The main property of NK landscapes is that, the more interdependent a system is (i.e., the higher is K), the less similar are the fitness values of neighboring positions. If K = 0, then the fitness landscape represents a smooth surface whose global maximum can be found by hill climbing; as K increases, the landscape becomes more rugged or multipeaked, and thus, hill climbing is unlikely to find the global maximum; and if K is maximal (K = N − 1), then the landscape represents an extremely rugged or spiky surface on which there is no correlation between the fitness of neighboring points. Bounded rationality in this context is usually conceptualized as a search process that is not omniscient about the whole landscape. Because few analytic results are known about NK landscapes (for one of the few exceptions, see Durrett and Limic 2003), these models are typically analyzed via simulation.

Some applications of the NK landscape methodology

The NK landscape methodology has been popular with the strategy and organizations literatures because it captures fundamental ideas of these literatures, namely, that system-level outcomes depend on the performance of multiple interacting components, and thus, successfully managing such a system requires paying close attention to managers’ cognitive and organizational limitations. Paradoxically, although organizations are complex, the NK landscape methodology offers a simple way of investigating such complexity.
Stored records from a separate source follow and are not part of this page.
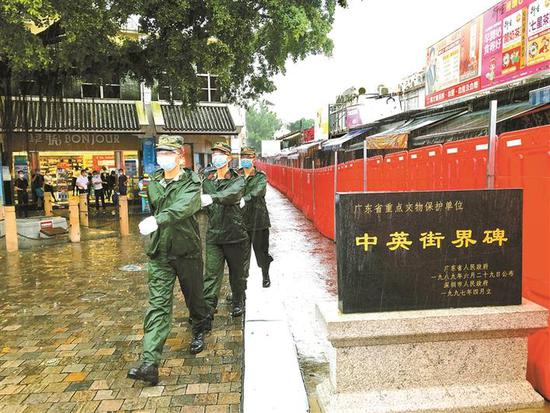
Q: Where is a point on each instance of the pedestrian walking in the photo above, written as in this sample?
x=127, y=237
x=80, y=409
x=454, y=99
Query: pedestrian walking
x=97, y=183
x=49, y=186
x=111, y=182
x=122, y=186
x=76, y=174
x=21, y=189
x=175, y=251
x=226, y=237
x=37, y=187
x=82, y=182
x=255, y=213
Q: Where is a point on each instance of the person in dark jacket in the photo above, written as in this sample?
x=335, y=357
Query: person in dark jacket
x=256, y=215
x=226, y=237
x=175, y=251
x=21, y=188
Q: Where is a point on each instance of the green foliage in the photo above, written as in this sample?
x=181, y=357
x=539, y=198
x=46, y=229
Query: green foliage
x=261, y=124
x=244, y=42
x=300, y=124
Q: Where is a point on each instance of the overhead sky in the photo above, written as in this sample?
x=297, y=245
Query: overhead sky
x=375, y=42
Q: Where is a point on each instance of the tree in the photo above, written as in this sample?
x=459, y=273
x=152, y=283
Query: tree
x=300, y=124
x=261, y=124
x=244, y=42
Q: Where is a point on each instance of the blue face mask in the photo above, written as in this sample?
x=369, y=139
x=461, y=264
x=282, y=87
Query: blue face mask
x=219, y=161
x=167, y=162
x=246, y=163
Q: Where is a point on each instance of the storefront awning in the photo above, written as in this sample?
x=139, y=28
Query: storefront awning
x=204, y=119
x=540, y=96
x=336, y=144
x=75, y=116
x=472, y=123
x=397, y=138
x=307, y=146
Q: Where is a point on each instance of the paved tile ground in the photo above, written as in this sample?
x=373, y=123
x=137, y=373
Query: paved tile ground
x=71, y=326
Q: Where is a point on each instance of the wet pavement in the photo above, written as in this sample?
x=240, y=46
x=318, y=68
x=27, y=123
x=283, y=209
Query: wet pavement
x=71, y=325
x=305, y=271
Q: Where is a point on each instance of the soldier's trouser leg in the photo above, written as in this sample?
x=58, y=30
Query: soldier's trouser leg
x=248, y=255
x=236, y=256
x=260, y=243
x=158, y=318
x=189, y=271
x=213, y=274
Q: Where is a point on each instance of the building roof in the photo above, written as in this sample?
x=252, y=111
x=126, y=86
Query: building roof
x=73, y=116
x=204, y=119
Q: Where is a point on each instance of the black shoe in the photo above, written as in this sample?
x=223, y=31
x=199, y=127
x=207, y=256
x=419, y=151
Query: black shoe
x=266, y=282
x=145, y=372
x=197, y=344
x=238, y=309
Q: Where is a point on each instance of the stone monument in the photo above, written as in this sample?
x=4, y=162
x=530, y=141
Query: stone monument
x=429, y=315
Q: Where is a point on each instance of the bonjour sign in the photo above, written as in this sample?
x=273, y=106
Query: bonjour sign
x=427, y=250
x=75, y=141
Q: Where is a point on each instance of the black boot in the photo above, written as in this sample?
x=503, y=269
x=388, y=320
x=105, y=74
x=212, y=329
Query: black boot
x=145, y=372
x=197, y=344
x=237, y=308
x=266, y=282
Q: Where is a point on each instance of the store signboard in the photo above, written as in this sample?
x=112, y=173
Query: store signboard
x=130, y=167
x=100, y=161
x=74, y=142
x=149, y=159
x=510, y=41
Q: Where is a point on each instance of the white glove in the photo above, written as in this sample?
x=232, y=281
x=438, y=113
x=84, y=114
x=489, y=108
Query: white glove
x=206, y=200
x=148, y=225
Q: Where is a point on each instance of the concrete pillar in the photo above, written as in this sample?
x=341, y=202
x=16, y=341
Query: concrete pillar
x=74, y=220
x=84, y=210
x=123, y=216
x=119, y=160
x=34, y=161
x=12, y=243
x=48, y=206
Armed with this methodology, researchers have been able to investigate many phenomena, including the search for dominant designs (Levinthal 1997), imitation and replication of strategies (Rivkin 2000; Csaszar and Siggelkow 2010), competition (Lenox et al. 2006; Adner et al. 2014), the use of analogies and other mental representations by managers (Gavetti et al. 2005; Csaszar and Levinthal 2016), and the ways in which different actors can “shape” the firms’ environment (Levinthal and Warglien 1999; Gavetti et al. 2017; Li and Csaszar 2018).

The NK landscape methodology has contributed greatly to the organization design literature. Some questions that have been addressed include how different organizational structures affect firms’ ability to explore (Siggelkow and Levinthal 2003; Siggelkow and Rivkin 2006; Levinthal and Workiewicz 2018), to escape competency traps (Siggelkow and Levinthal 2005), and to deal with complex and turbulent environments (Ethiraj and Levinthal 2004; Siggelkow and Rivkin 2005). It has also increased our understanding of the effects of different interaction patterns (Rivkin and Siggelkow 2007) and incentive structures (Ethiraj and Levinthal 2009). The NK methodology is a valuable methodological addition to the organization design toolbox, as it allows delving into the central question of organization design—how different decision-making structures perform under different environments—while avoiding organization design’s severe empirical constraints.

Since its introduction to the strategy and organizations literatures more than 20 years ago (Levinthal 1997), research based on NK models has produced a steady stream of new insights; it is therefore likely that NK models will continue enriching our research landscape.